As of July 2017, School of Data’s network includes 14 organisations around the world which collectively participate to organise hundreds of data literacy events every year. The success of this network-based strategy did not come naturally: we had to rethink and move away from our MOOC-like strategy in 2013 in order to be more relevant to the journalists and civil society organisations we intend to reach.
In 2016 we did the same for our actual events.
The downside of short-term events
Prominent civic tech members have long complained about the ineffectiveness of hackathons to build long-lasting solutions for the problems they intended to tackle. Yet various reasons have kept the hackathon popular: it’s short-term, can produce decent-looking prototypes, and is well-known even beyond civic tech circles.
The above stays true for the data literacy movement and its most common short-term events: meetups, data and drinks, one-day trainings, two-day workshops… they’re easy to run, fund and promote: what’s not to love?
Well, we’ve never really been satisfied with the outcomes we saw of these events, especially for our flagship programme, the Fellowship, which we monitor very closely and aim to improve every year. Following several rounds of surveys and interviews with members of the School of Data network, we were able to pinpoint the issue: our expectations and the actual value of these events are mismatched, leading us not to take critical actions that would multiply the value of these events.

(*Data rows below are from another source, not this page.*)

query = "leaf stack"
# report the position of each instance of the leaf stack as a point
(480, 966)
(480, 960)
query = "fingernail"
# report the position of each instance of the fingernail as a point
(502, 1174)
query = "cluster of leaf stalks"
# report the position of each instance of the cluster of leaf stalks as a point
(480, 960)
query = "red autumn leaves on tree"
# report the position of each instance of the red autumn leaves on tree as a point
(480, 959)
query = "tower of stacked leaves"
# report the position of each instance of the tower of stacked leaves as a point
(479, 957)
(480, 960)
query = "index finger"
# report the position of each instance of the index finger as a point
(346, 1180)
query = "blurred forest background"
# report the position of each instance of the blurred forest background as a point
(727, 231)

The Data Literacy Activity Matrix
To clarify our findings, we put the most common interventions (not all of them are events, strictly speaking) in a matrix, highlighting our key finding that duration is a crucial variable. And this makes sense for several reasons:
- Fewer people can participate in a longer event, but those who can are generally more committed to the event’s goals
Longer events have much more time to develop their content and explore the nuances of it
Especially in the field of data literacy, which is focused on capacity building, time and repetition are key to positive outcomes
(the categories used to group event formats are based on our current thinking of what makes a data literacy leader: it underpins the design of our Fellowship programme.)
Useful for what?
The matrix allowed us to think critically about the added value of each subcategory of intervention. What is the effective impact of an organisation doing mostly short-term training events compared to another one focusing on long-term content creation? Drawing again from the interviews we’ve done and some analysis of the rare post-intervention surveys and reports we could access (another weakness of the field), we came to the following conclusions:
- very short-term and short-term activities are mostly valuable for awareness-raising and community-building.
real skill-building happens through medium to long-term interventions
content creation is best focused on supporting skill-building interventions and data-driven projects (rather than hoping that people come to your content and learn by themselves)

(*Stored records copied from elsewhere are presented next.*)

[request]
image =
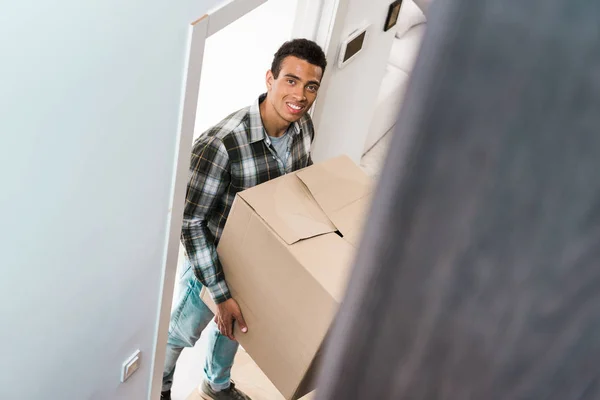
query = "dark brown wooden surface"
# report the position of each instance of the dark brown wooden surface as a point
(479, 274)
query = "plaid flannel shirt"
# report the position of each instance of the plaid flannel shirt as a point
(234, 155)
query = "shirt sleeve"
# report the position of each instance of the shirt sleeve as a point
(209, 179)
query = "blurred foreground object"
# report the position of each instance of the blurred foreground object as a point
(479, 272)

data-driven projects (run in collaboration with your beneficiaries) are the ones creating the clearest impact (but not necessarily the longest lasting).
It is important, though, not to set short-term and long-term interventions in opposition. Not only can the difference be fuzzy (a long term intervention can be a series of regular, linked, short term events, for example) but both play roles of critical importance: who is going to apply to a data training if people are not aware of the importance of data? Conversely, recognising the specific added value of each intervention requires also to act in consequence: we advise against organising short-term events without establishing a community engagement strategy to sustain the event’s momentum.
In hindsight, all of the above may sound obvious. But it mostly is relevant from the perspective of the beneficiary. Coming from the point of the view of the organisation running a data literacy programme, the benefit/cost is defined differently.
For example, short-term interventions are a great way to find one’s audience, get new trainers to find their voice, and generate press cheaply. Meanwhile, long-term interventions are costly and their outcomes are harder to measure: is it really worth it to focus on training only 10 people for several months, when the same financial investment can bring hundreds of people to one-day workshops? Even when the organisation can see the benefits, their funders may not. In a field where sustainability is still a complicated issue many organisations face, long-term actions are not a priority.
School of Data has taken steps to apply these learnings to its programmes.
- The Curriculum programme, which initially focused on the production and maintenance of online content available on our website has been expanded to include offline trainings during our annual event, the Summer Camp, and online skillshares throughout the year;
Our recommendations to members regarding their interventions systematically refer to the data literacy matrix in order for them to understand the added value of their work;
Our Data Expert programme has been designed to include both data-driven project work and medium-term training of beneficiaries, differentiating it further from straightforward consultancy work.
We have also identified three directions in which we can research this topic further:
Mapping existing interventions: the number, variety and quality of data literacy interventions is increasing every year, but so far no effort has been made to map them, in order to identify the strengths and gaps of the field.
Investigating individual subgroups: the matrix is a good starting point for interrogating best practices and concrete outcomes in each of the subgroups, in order to provide more granular recommendations to the actors of the field and the designing of new intervention models.
Exploring thematic relevance: the audience, goals and constraints of, say, data journalism interventions, differ substantially from those of the interventions undertaken within the extractives data community. Further research would be useful to see how they differ to develop topic-relevant recommendations.